On Friday, thirty-six hours after first taking to bed, I felt human again. Reborn and revived, I showered, dressed, and engaged in normal adult activities like drinking coffee and participating in conversations with other adults. I plowed through the 200-plus new emails accumulated since Tuesday evening. I resisted heading out to ski, because, after all, I’d been barely alive a day earlier, and why push it?

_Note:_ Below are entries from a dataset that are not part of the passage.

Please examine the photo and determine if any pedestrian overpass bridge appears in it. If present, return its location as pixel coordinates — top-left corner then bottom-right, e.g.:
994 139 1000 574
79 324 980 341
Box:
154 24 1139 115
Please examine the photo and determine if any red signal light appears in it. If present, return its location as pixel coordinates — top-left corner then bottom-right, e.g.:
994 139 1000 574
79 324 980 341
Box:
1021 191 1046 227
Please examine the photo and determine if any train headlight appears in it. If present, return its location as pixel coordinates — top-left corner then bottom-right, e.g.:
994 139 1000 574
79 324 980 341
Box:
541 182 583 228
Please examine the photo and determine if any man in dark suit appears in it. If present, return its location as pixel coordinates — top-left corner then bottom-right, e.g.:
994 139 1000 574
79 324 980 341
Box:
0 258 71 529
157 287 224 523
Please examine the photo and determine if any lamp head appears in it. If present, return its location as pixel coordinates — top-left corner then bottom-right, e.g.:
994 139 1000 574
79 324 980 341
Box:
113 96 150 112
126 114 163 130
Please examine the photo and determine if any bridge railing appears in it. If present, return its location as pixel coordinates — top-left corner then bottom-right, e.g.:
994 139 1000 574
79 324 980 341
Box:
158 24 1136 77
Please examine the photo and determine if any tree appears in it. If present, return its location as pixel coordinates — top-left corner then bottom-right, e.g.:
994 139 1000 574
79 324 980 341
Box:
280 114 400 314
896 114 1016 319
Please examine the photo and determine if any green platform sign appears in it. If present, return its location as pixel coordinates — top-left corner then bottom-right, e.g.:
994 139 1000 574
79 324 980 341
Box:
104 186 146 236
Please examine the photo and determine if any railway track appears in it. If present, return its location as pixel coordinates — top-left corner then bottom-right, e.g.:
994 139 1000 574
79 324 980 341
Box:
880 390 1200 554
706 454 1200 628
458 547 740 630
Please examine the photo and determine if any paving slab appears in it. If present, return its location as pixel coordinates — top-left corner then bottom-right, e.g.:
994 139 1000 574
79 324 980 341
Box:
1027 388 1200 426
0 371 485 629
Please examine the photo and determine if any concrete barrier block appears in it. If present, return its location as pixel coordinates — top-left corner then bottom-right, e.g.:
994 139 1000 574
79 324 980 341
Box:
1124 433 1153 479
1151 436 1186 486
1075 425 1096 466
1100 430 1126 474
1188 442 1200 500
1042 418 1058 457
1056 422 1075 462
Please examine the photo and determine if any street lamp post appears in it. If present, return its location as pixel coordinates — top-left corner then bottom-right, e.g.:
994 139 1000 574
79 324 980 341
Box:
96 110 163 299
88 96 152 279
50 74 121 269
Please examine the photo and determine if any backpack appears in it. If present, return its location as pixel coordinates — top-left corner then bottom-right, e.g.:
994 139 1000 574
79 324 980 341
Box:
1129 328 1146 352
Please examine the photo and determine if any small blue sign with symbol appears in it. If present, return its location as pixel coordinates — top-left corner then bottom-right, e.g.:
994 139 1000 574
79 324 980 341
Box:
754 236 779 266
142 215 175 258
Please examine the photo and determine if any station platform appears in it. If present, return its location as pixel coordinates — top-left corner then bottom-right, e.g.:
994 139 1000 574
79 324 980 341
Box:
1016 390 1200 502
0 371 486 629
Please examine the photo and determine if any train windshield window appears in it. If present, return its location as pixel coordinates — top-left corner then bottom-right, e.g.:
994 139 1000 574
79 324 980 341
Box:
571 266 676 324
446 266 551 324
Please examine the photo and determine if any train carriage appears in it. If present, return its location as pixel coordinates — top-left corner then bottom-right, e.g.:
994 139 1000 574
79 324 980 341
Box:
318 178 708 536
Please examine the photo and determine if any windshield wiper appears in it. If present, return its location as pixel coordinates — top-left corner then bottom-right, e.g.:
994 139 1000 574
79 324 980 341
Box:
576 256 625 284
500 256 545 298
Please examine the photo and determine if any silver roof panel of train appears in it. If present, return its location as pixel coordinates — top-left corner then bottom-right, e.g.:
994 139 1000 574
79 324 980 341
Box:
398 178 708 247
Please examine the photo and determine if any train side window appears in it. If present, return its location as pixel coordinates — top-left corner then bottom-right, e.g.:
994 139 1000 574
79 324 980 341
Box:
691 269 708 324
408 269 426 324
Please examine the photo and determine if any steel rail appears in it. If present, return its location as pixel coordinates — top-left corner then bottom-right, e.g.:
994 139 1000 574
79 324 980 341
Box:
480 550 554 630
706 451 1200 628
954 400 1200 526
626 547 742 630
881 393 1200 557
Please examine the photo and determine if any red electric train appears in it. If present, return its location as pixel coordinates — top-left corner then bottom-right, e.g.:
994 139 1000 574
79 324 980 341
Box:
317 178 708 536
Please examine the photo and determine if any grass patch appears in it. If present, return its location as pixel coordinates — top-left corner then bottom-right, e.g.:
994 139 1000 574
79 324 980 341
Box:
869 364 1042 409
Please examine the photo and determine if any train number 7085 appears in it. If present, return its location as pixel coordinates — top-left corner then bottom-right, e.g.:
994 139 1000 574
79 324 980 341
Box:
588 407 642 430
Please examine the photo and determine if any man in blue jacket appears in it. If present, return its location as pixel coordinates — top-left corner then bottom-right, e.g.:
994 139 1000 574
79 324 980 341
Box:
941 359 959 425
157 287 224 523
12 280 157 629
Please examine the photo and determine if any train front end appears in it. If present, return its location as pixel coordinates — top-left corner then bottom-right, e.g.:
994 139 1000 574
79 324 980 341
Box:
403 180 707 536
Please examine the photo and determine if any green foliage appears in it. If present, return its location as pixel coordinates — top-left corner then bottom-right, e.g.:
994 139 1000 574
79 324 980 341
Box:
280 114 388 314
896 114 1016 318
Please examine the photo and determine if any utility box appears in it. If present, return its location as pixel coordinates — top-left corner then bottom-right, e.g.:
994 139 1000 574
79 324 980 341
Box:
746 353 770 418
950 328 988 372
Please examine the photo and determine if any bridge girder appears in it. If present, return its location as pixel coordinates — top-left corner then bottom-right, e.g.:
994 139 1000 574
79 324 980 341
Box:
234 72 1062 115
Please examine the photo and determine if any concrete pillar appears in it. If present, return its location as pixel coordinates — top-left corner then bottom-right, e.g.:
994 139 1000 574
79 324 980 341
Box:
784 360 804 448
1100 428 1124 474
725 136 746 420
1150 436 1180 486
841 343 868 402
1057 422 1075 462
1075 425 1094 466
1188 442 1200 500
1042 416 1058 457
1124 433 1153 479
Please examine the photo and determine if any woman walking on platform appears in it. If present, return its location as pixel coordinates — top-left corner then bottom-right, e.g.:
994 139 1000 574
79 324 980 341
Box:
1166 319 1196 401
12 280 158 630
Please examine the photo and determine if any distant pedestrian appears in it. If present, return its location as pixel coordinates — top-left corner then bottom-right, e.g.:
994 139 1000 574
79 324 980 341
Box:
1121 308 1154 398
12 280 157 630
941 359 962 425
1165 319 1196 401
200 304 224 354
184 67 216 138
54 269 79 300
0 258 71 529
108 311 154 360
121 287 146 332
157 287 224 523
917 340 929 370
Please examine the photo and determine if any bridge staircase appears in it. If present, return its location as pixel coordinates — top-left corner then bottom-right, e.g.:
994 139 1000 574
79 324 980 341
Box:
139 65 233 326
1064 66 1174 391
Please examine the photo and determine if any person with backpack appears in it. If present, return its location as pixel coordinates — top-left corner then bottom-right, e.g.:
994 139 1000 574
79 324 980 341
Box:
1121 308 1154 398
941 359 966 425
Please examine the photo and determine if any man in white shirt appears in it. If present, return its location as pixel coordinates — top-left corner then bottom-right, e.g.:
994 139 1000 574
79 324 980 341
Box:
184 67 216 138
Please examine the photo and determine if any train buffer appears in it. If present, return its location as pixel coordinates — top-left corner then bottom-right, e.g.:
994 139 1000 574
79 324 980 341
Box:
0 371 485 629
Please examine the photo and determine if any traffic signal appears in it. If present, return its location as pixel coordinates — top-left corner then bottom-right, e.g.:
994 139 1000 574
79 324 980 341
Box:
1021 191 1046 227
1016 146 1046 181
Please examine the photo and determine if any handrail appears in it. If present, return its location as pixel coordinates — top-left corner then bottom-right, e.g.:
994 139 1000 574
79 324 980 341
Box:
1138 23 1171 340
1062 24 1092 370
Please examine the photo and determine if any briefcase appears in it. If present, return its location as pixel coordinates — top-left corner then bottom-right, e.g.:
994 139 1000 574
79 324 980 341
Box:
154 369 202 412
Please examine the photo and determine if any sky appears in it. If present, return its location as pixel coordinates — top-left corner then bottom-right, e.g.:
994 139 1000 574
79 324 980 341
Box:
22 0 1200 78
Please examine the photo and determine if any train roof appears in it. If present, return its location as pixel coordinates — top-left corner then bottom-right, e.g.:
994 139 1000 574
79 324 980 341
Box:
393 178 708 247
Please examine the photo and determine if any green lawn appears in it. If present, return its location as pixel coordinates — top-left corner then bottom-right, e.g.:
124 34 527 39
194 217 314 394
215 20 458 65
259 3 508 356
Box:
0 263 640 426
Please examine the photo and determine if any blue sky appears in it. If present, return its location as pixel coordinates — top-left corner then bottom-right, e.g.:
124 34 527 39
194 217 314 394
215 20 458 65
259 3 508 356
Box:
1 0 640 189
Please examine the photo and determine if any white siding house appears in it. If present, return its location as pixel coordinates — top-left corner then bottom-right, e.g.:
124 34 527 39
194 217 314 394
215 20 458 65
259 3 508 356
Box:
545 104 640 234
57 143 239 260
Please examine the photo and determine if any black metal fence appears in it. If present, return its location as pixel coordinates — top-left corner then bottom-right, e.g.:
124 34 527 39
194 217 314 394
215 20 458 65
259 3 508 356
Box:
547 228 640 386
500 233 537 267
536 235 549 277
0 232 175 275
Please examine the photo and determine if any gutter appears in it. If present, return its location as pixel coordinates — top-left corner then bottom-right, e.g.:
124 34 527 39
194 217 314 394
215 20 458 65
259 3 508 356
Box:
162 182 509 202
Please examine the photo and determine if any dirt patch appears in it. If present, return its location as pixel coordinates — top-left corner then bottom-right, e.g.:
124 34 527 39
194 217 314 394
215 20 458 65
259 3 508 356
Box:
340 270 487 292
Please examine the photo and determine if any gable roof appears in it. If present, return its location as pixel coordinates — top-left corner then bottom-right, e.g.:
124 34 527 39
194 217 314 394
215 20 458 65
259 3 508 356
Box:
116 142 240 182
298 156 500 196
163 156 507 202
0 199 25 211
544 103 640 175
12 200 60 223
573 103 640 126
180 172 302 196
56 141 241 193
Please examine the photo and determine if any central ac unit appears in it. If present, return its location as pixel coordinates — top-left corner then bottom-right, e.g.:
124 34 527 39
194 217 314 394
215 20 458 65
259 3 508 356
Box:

By early evening, emboldened by a feeling something akin to aliveness, I went out with a friend to a bar. And then to another bar with a band. And dancing. It wasn’t a late night, and I was home shortly after midnight and back in bed.

Saturday morning began with the usual activities of feeding the dogs, drinking coffee, reading the newspaper and Facebook newsfeed, and suddenly, I was sniffling again. And sneezing. And chilly, except where it felt like my face was on fire. It felt like Wednesday all over again, and it stunk, because now my Saturday was ruined. There would be no winter festival for me. No dinner with a friend. No anything fun because I felt awful again. Back to bed it was. Felled by another sneak attack.